Below: Image of a female entrepreneurs renting wedding dresses in a UN Refugee Camp.
We, then, pivoted away from Jordan to Uganda. In Uganda, refugees have the right to work. They are processed very quickly - usually two weeks. The state has a very progressive approach with accommodating refugees. We custom designed a revenue based financing micro loan with our local delivery partners - WSV.global. Our test micro loan has set up 2 micro businesses supporting 4 refugee women access training, inventory and business mentoring to set up in business. We have since also added another post conflict region - Swat Valley - to our portfolio of communities Here we support a local artisan community rebuild their lives and access the global marketplace using trade finance.
Over this time we have evolved a human needs framework to help us custom design financial services for the communities we work with. So, you could say we are humanising financial services and more importantly the Fintech space.
Q: Brilliant, thanks very much for sharing that. And so, the next question is, and I realize you touched on aspects of this already, but what do you believe is the core value that Bizgees creates, for both your ‘customers and clients’ and also for the region or society? Specifically, if this value can be expressed in terms of specific outcomes you're achieving? So, if you're tracking your outcomes, is it possible for you to potentially share that data with WPI?
A: Sure, we can break this down by stakeholders . One stakeholder is the refugee community in northern Pakistan, the Swat Valley. Their focus is on the women, artisans, who want to earn a living, but they can't leave their home, or they have other cultural constraints on being economically active, basically. We work with them to support them in working with designers in this part of the world. The outcome is women have access to work, and it is paid work that pays above the going rate. This isn't a poverty reduction program. This is a heritage preservation program. They have a high-end expertise in artisanship. Embroidery from that region, top-end embroidery, has a really strong global reputation that's been dying out over the years. We're trying to bring that back, trying to resurrect it. This way, it helps them with their identities and heritage as well, but also helps them earn a living, doing what they've done for centuries.
The second stakeholders are the refugees in Uganda, Cameroon, and Kenya. Through our delivery partners, we help them set up micro businesses. They receive training, inventory to set up their businesses, and business mentoring to set up successful micro businesses. This way, each of the refugees that passes through that process have training to be entrepreneurs. Even if their current businesses don't work, they still have the training, as entrepreneurs, and have the experience of what it means to set up a business. They can set up a second one, a third one, and this lowers the risk of failure. So that's the second one.

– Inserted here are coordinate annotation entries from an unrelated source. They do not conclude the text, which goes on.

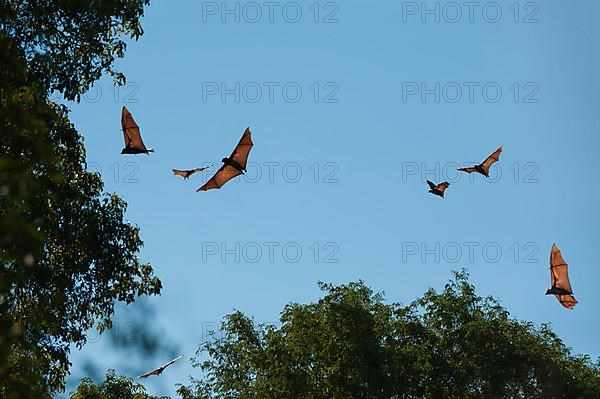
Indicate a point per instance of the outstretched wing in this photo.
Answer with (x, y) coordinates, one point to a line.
(164, 366)
(148, 374)
(159, 370)
(223, 175)
(242, 150)
(568, 301)
(442, 187)
(559, 277)
(489, 161)
(187, 173)
(131, 131)
(182, 173)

The third stakeholders are our volunteers who are based in the developed world. These are standard professionals looking to upskill and reskill themselves. If you've heard of how AI is changing the job market, how professionals, globally, feel threatened by technology and technological innovation; our volunteer program supports them in terms of upskilling themselves and reskilling themselves, and gives them the opportunity to learn a new skill, while they’re still in their old jobs. They don’t have to give up work, they just put in 6 to 8 hours a week with us, and in a period of time they learn new skills. So those are our third stakeholders.
Fourthly, there's the artists in London, at this stage, who are struggling to earn a living from their artwork. We go and help them sell the artwork and build up their brands and identify more opportunities, so that they can earn a living from the same artwork. This allows them to earn a living, build up the businesses, and be successful artists at the same time. We're starting off in the UK. So, we supported one fashion designer, for instance, to build up her exposure base.
Finally, we promote positive consumption and eco & ethical supply chains. Climate change is here and we all have to take this change into account to change the way we do business. The funny thing is the artisan community we support already has a eco and ethical friendly approach - we just need to help them retain their traditional approach.
In terms of the impact with those five stakeholders, that represents our business, essentially. We have an impact all the way from the refugee population in the developing world, professionals, mainstream professionals in the developed world, to artists, to fashion designers who are up and coming and want to build up their brands in an eco and ethical sensitive way.
Q: Fantastic, yeah. Well there's extensive parallels between that ecosystem paradigm and the networked approach that WPI envisages we’ll be pursuing, as well. And I think, especially in the field of social change, it's so tractable, and so key to have that sort of mindset as well. It's always encouraging to come across others who are buying that approach as well. The next question would be to ask you to think about Bizgees in the context of the overall problem you're trying to address. But, more specifically, the networks that you're connected to. These could be other ventures like yours, larger initiatives, other organizations, the various actors that you've already discussed today. Who, or what organizations within this network, do you think are very important, or even the most important?
A: I think that’s quite relevant. The knowledge sharing allows us to shorten our innovation cycles. For example, WSV were our first delivery partners to work with refugees. We were able to co create our very first financial service with their support within a matter of months. The test micro loan is still ongoing and generating valuable data for us. This approach allows us to stay focused on what we are good at while meeting the holistic needs of the refugees we support.
Absolutely. Well Zufi, I can absolutely guarantee that, as long as you're happy, I'll be definitely following up with substantial communication going forward. … So, I'm really looking forward to collaborating together into the future. I really appreciate you making the time today. So thank you very, very much.